Sufficient for a day…is its own worries
We have three baptisms today at the 11am Mass…and if I was a gambling man, I’d bet that the 3 moms and 3 dads have each already experienced lots of joys from the little ones. Of course, who wouldn’t crumble at a little baby’s new smile? Or what about when they first start to grab hold of your little finger for dear life? …precious little exchanges! But those moms and dads are probably—at the same time—feeling lots of anxieties and natural worries: will my job be able to support my family? Will the snow let up and winter pass more quickly so that heating bills won’t consume our paychecks? Do we have enough diapers and baby clothes and toys and formula and…all the other stuff to last us next week? What about the next week? …and the next?

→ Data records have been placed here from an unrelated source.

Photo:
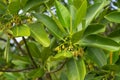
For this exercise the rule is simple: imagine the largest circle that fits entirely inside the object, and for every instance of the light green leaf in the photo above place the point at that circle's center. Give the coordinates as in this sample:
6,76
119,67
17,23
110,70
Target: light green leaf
81,13
94,10
32,3
94,29
97,55
35,52
22,30
39,34
76,69
101,42
113,16
50,24
63,14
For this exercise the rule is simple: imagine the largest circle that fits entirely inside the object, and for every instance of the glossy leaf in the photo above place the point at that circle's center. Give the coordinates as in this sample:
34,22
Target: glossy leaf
14,7
98,56
81,13
22,30
101,42
36,73
50,24
76,69
63,14
94,29
61,55
94,10
32,3
38,32
113,17
34,49
115,35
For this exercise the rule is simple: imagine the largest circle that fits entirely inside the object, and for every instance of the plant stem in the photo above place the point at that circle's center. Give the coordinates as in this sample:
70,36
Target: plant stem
29,54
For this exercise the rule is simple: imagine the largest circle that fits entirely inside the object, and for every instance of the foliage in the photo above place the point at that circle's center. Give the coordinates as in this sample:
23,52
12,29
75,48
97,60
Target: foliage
58,40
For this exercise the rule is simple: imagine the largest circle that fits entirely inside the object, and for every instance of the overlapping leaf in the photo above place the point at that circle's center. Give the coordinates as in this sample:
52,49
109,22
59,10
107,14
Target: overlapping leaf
101,42
39,34
50,24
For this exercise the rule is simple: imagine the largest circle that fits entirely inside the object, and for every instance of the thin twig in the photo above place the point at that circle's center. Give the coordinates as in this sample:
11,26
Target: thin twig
19,70
19,47
29,53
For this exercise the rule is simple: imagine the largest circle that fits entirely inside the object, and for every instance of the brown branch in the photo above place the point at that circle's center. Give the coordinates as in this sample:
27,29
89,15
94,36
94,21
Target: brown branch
19,70
29,53
19,47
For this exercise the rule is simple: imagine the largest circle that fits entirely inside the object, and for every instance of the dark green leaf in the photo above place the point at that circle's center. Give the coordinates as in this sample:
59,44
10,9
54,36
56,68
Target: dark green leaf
36,73
115,35
101,42
113,17
81,13
34,50
39,34
14,7
32,3
97,55
95,10
94,29
22,30
50,24
76,69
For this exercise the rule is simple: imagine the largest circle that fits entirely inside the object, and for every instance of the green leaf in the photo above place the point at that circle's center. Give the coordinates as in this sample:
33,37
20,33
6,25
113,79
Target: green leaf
7,51
101,42
115,35
50,24
76,69
98,56
22,30
61,55
36,73
113,16
115,68
76,36
39,34
81,13
94,10
63,14
94,29
34,49
14,7
32,3
3,7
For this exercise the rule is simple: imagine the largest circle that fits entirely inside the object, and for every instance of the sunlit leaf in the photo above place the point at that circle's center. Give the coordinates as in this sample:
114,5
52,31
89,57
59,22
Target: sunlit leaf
94,29
113,16
101,42
81,13
22,30
39,34
50,24
98,56
76,69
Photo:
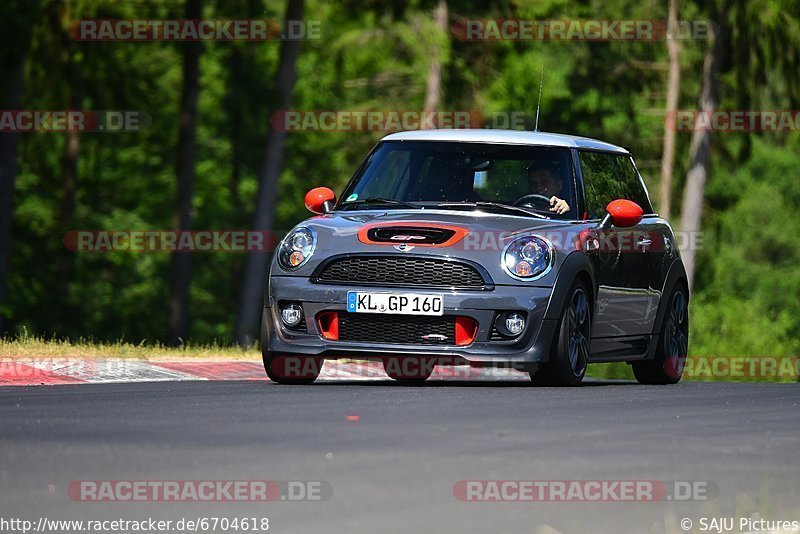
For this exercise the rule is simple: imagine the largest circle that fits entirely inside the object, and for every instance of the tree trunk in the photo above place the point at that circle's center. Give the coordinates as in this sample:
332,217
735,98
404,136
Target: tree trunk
251,296
693,193
184,170
673,91
433,91
69,185
13,72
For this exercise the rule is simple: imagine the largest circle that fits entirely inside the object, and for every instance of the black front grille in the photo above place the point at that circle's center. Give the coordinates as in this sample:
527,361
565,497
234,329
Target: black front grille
397,329
401,271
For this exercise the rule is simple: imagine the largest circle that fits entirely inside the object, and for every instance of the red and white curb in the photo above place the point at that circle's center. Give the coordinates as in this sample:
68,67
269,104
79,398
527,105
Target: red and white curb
55,371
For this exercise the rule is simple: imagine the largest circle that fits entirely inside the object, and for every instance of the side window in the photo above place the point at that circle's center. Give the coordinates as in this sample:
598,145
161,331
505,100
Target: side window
607,177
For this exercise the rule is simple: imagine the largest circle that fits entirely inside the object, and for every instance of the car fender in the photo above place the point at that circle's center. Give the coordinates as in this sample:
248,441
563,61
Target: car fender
573,265
675,273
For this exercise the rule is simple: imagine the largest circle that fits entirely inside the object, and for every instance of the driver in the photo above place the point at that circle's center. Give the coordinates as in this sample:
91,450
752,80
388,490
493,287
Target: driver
542,181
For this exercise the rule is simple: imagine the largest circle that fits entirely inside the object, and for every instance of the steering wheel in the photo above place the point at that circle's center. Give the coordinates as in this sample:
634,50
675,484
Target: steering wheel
534,200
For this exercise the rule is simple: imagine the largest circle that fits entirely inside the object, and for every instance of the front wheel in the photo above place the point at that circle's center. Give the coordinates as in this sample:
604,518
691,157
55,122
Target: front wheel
569,353
292,369
673,345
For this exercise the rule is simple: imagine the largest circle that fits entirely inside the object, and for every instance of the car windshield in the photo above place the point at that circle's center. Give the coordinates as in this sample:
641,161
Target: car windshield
509,178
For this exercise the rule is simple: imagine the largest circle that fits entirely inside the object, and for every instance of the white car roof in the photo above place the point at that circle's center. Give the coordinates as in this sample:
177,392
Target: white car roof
508,137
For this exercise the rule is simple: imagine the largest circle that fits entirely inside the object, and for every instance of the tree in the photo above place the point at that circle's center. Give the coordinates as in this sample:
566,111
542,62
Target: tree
700,152
185,172
673,91
433,92
251,295
13,56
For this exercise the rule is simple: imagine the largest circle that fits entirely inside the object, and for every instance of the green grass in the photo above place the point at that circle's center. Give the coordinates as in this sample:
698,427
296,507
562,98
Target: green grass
27,347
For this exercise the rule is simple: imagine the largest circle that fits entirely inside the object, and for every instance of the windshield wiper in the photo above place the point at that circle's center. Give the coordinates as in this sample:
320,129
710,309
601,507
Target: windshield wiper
493,205
378,201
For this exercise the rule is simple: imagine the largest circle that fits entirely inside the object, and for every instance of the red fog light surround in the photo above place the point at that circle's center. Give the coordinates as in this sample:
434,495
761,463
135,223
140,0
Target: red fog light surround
328,325
466,330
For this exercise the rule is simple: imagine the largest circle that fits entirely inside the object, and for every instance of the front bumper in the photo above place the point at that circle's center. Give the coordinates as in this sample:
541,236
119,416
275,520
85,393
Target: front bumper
531,347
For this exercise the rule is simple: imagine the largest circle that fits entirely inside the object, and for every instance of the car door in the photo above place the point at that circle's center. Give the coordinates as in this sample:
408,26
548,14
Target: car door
625,305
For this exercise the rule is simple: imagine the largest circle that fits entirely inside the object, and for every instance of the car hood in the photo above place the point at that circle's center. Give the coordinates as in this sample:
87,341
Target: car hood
482,237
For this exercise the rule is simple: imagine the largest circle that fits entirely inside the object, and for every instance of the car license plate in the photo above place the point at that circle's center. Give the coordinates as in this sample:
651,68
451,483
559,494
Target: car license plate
395,303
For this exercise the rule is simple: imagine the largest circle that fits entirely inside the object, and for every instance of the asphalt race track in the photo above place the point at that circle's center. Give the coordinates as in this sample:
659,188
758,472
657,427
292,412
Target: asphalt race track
393,454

Although these worries are quite natural and provisions ought to be planned for, still, they may not be our best focus or our highest driving force in life. If our gospel today wasn’t clear enough, maybe a little fable from Aesop will help: recall the goatherd caught in a snowstorm. Herding his goats toward a cave for shelter, the goatherd found the cave already occupied by a herd of wild goats—lots more than his own. Devious and greedy at increasing his own wealth, the goatherd took great care of his wild find…going so far as to even give them the fodder/food intended for his own goats. Well, in time the storm passed and, alas, the goatherd found he had nothing: his own goats vanished with starvation, the wild goats had all run off to the hills and woods, and he had nothing left. The foolish man had made a foolish gamble and poor choice: neglecting what was securely his own to try and gain what would only be lost anyway.
“Sufficient for a day…is its own evil” says the Good Shepherd in today’s gospel. There will be plenty of anxieties or temptations each and every day that we might choose to worry about or be concerned with. But so many of them are merely that: temptations. They need not be our real concerns. If we do not choose to gamble with them, if we choose to keep our hands to the plow of a good and virtuous life, so many threats and so many worries will fall away and never approach us to do us harm.

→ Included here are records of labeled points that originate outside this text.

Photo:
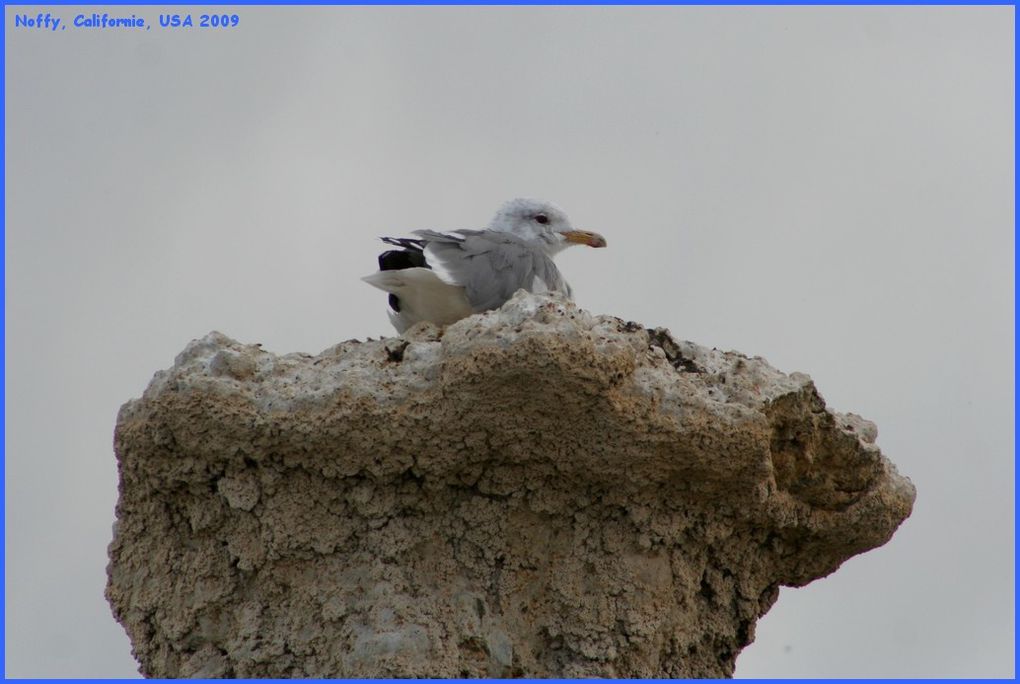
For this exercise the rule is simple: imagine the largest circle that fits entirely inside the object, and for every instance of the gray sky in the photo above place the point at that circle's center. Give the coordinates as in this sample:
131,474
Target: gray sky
830,189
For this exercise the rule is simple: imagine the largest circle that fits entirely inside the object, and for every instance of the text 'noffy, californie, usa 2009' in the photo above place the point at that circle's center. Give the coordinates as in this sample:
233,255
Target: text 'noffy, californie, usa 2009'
51,21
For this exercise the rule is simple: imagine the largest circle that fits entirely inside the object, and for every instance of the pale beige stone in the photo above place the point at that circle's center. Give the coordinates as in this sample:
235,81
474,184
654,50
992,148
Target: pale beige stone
532,491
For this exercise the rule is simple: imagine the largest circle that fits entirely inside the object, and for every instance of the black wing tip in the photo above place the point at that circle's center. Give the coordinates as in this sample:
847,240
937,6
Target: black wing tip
396,260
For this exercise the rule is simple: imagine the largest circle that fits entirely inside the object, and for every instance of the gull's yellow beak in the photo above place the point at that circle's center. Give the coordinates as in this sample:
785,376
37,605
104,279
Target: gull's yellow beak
584,238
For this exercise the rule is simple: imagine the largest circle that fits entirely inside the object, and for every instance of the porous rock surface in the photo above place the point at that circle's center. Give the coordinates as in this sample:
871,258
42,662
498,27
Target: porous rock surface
533,491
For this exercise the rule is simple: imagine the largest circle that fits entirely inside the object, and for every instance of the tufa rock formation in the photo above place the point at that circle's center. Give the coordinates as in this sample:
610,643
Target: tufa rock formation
534,491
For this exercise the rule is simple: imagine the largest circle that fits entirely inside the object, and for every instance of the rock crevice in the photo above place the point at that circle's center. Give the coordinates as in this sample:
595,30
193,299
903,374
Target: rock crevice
531,491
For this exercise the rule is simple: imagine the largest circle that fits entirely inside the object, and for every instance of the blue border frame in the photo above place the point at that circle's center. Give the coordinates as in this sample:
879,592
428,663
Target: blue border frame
3,147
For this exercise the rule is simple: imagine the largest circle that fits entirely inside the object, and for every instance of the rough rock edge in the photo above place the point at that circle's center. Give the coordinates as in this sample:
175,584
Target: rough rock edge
531,491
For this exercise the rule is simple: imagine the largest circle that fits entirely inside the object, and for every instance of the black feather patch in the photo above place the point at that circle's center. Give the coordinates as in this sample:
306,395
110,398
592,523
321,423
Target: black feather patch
396,260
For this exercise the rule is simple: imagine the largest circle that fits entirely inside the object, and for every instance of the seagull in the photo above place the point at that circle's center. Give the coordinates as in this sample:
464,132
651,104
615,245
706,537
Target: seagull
445,276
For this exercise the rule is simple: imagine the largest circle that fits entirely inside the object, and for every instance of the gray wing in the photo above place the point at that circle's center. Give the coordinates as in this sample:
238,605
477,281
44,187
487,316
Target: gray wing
491,265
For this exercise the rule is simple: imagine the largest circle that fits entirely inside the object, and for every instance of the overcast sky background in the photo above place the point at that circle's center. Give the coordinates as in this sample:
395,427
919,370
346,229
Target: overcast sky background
830,189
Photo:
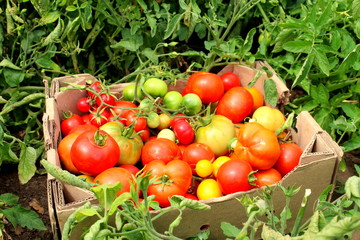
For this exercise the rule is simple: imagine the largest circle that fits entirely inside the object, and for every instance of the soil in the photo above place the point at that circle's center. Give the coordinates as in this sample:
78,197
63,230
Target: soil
33,195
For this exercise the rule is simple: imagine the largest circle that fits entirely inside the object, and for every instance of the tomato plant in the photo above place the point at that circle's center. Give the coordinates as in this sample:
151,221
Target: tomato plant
216,133
230,80
236,104
257,145
196,152
289,158
94,151
114,175
159,149
233,176
208,86
71,121
267,177
171,178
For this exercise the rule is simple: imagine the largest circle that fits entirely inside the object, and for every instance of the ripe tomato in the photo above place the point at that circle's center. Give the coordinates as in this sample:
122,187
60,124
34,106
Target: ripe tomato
230,80
270,118
233,176
159,149
94,151
257,97
216,134
83,104
208,86
257,145
236,104
196,152
114,175
289,158
173,178
184,133
267,177
155,87
208,188
83,128
71,121
64,152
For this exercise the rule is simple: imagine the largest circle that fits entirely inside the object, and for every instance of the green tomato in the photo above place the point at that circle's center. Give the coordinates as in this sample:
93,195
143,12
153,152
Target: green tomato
153,120
217,134
192,104
172,100
155,87
129,92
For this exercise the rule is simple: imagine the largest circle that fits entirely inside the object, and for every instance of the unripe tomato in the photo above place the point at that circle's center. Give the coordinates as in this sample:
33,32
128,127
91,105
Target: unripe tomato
155,87
208,188
270,118
204,168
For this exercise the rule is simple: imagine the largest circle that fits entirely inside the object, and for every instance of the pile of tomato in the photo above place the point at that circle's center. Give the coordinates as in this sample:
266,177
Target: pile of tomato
212,138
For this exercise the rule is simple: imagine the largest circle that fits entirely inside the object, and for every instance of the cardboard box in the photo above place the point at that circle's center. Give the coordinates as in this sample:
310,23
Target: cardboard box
316,171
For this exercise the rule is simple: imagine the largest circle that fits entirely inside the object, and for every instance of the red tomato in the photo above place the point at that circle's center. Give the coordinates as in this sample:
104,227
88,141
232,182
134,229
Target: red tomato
114,175
184,133
83,128
233,176
236,104
71,121
94,151
83,104
230,80
64,152
208,86
290,154
133,169
159,149
257,145
175,178
267,177
196,152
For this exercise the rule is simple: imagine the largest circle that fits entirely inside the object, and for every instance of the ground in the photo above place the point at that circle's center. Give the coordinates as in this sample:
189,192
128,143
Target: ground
34,195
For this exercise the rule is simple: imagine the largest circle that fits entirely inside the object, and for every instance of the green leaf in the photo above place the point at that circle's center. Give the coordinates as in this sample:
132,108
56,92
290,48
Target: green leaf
298,46
9,199
27,166
271,94
352,144
229,230
23,217
322,60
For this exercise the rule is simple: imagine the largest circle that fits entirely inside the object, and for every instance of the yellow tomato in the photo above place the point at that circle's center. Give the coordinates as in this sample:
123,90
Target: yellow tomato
270,118
204,168
218,162
208,188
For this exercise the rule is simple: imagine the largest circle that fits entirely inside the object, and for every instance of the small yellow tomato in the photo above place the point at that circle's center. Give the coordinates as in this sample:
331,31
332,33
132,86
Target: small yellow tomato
204,168
218,162
208,188
270,118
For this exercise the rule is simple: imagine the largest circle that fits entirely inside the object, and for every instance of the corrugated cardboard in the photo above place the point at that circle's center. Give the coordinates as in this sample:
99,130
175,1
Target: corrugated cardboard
316,170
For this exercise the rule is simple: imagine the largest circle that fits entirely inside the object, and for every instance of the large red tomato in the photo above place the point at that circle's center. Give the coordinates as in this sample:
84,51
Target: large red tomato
160,149
236,104
196,152
114,175
94,151
172,178
208,86
290,154
233,176
257,145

- “Look at the birds of the air.” Our heavenly Father feeds them.
- “Look how the wild flowers grow.” God clothes them with great splendor.
So, if God cares so much for the birds, the grass and the wildflowers…surely, God also knows our deepest need and cares for us. Let us not worry so much about our immediate needs, being shortsighted and quite impoverished: those immediate needs will always be with us and, in due time, we’ll be able to receive our need.
Rather, let’s keep always before us the great plan of God, His kingdom and His righteousness: for with that priority, our wealth is always assured. From our first reading, we know that the wealth God offers is that He is ever faithful and will never forsake us. May we know of His love—even in our anxiety and worry—and that His greatest and fullest desire for us is to be one with us, now and always. May we seek the real and lasting value of life—the only authentic wealth and prize—the Kingdom of God and His righteousness.